A great issue of The Liberator with over a dozen photos of leaders and scenes from revolutionary Russia, Max Eastamn’s broadside against S.P. leader Morris Hillquit, a full-page memorial photo of John Reed, a report on the factory occupations in Italy, Robert Minor explains his views on anarchism, Makhno, Lenin, and the Bolsheviks, and Maxim Gorky’s ‘In Praise of Lenin,’ a different translation of which is linked to online text below.
The Liberator.
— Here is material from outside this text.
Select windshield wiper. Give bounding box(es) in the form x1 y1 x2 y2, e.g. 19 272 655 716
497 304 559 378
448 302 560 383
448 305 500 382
Vol. 3 No. 11. November, 1920.
Contents: Cove by Lydia Gibson, In Praise of Lenin by Maxim Gorky, The Dancers by Joseph Freeman, Poems of Wang Wei, About Dogmatism by Max Eastman, Answer to My Critics by Robert Minor, Communist Factories in Italy, Israda by Annette Wynne, Back Home in Russia, Photos from Revolutionary Russia, The Projection Removed by Frank V. Faulhaber, Hillquit Excommunicates the Soviet by Max Eastman, Books Reviews by Floyd Dell and Max Eastman, For Poets by Mary Carolyn Davis , ART BY Cornelia Barnes, Art Young, Maurice Becker, Lydia Gibson.
The Liberator was published monthly from 1918, first established by Max Eastman and his sister Crystal Eastman continuing The Masses, was shut down by the US Government during World War One. Like The Masses, The Liberator contained some of the best radical journalism of its, or any, day. It combined political coverage with the arts, culture, and a commitment to revolutionary politics. Increasingly, The Liberator oriented to the Communist movement and by late 1922 was a de facto publication of the Party. In 1924, The Liberator merged with Labor Herald and Soviet Russia Pictorial into Workers Monthly. An essential magazine of the US left.